McCain understands Democrats are innately too divided to actually get all the troops out, his fellow Republicans are divided over "stay the course" vs. bring SOME of the troops home, and the United States will end up humiliated. McCain believes that no one will be happy with the outcome because "compromise" in a situation with no good end no matter what, will predictably lay the ground work for an electorate desperate for someone, anyone, to be able to say "I told you so" and "you know this won't happen again on my watch". McCain also knows his call for more troops (impossible but beside the point because it's a political move) -- if implemented -- is going to be met with not enough; It's a safe call.

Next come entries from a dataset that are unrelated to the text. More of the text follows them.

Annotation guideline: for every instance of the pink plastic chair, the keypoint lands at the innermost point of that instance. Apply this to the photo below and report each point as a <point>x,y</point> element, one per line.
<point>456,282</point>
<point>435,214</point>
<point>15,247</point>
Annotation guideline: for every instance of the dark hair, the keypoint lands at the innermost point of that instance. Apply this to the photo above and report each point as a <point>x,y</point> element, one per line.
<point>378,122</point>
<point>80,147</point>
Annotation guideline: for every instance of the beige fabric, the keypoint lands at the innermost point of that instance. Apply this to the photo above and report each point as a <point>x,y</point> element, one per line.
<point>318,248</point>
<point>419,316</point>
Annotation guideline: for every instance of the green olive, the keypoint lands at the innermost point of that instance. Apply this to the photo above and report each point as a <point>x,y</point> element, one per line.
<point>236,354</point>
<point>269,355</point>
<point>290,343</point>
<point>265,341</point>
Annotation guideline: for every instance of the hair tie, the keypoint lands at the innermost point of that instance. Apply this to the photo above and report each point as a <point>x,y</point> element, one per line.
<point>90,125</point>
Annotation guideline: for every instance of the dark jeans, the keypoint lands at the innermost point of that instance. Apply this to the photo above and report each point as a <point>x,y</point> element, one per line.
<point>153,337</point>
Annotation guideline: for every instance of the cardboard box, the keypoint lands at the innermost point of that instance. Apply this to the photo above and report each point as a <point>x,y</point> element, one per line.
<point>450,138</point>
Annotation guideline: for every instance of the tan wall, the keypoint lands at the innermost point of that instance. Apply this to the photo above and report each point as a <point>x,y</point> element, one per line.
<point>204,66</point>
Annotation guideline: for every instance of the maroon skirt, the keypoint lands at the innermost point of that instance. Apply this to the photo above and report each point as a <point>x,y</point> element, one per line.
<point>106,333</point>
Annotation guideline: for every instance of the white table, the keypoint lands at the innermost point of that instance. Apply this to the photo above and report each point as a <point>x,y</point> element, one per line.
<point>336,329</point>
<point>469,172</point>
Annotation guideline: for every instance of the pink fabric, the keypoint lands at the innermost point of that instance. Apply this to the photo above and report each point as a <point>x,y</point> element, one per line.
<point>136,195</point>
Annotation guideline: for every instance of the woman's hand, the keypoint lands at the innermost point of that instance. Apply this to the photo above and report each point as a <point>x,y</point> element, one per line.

McCain is a man who truly understands the axiom that "revenge is a dish best served cold": He's been waiting for a very long time to plunge the knife into the back of George W. Bush and assume the mantle. McCain knows he will be safe by the time he's ready with the knife; Bush is already well on his way to becoming a leper within the GOP. McCain's assault on Bush will be brutal in 2008, and also well received among moderate Republicans and independants. Well enough received to distract them from the fact that as future war-mongers go, McCain's capacity far exceeds that of George W. Bush.
McCain's "straight talk" image although slightly damaged, is still largely intact with most Americans, and he has a shockingly high approval rating among Democrats actually willing to vote for him. His "act" has worked. If Hillary Clinton is an able political triangulator, John McCain has been using a long range political calculus to position himself. It may well have been something he developed to survive his captivity as a POW, or it may have been an innate talent from the beginning. The strategy has failed on several occasions, but he hasn't given up. Sooner or later it will succeed.
The current military and political quagmire appears to be an approaching perfect storm of fertile ground into which McCain will finally establish himself. He has come back and been the good GOP whore again and again over the years and at this point, there is nothing he's not willing to say or do to become the next President, including igniting a war from which there will be no escape once he gets in. It would also not surprise me in the least to see something else take place, and I believe I can see it's shadow already emerging; a McCain-Lieberman "Unity" ticket in 2008. I believe McCain is finally going to be willing to run as an independent in 2008 if he's not the nominee. I believe it because 2008 is his last shot.
Know this about the man; he is very smart, he's -- usually -- a brilliant liar, and he is without any principle other than attaining command, and he is absolutely ruthless in his pursuit of that power. Given the situation, John McCain may well have placed the winning bet this time. That probability may make him the most dangerous man alive in Washington right now.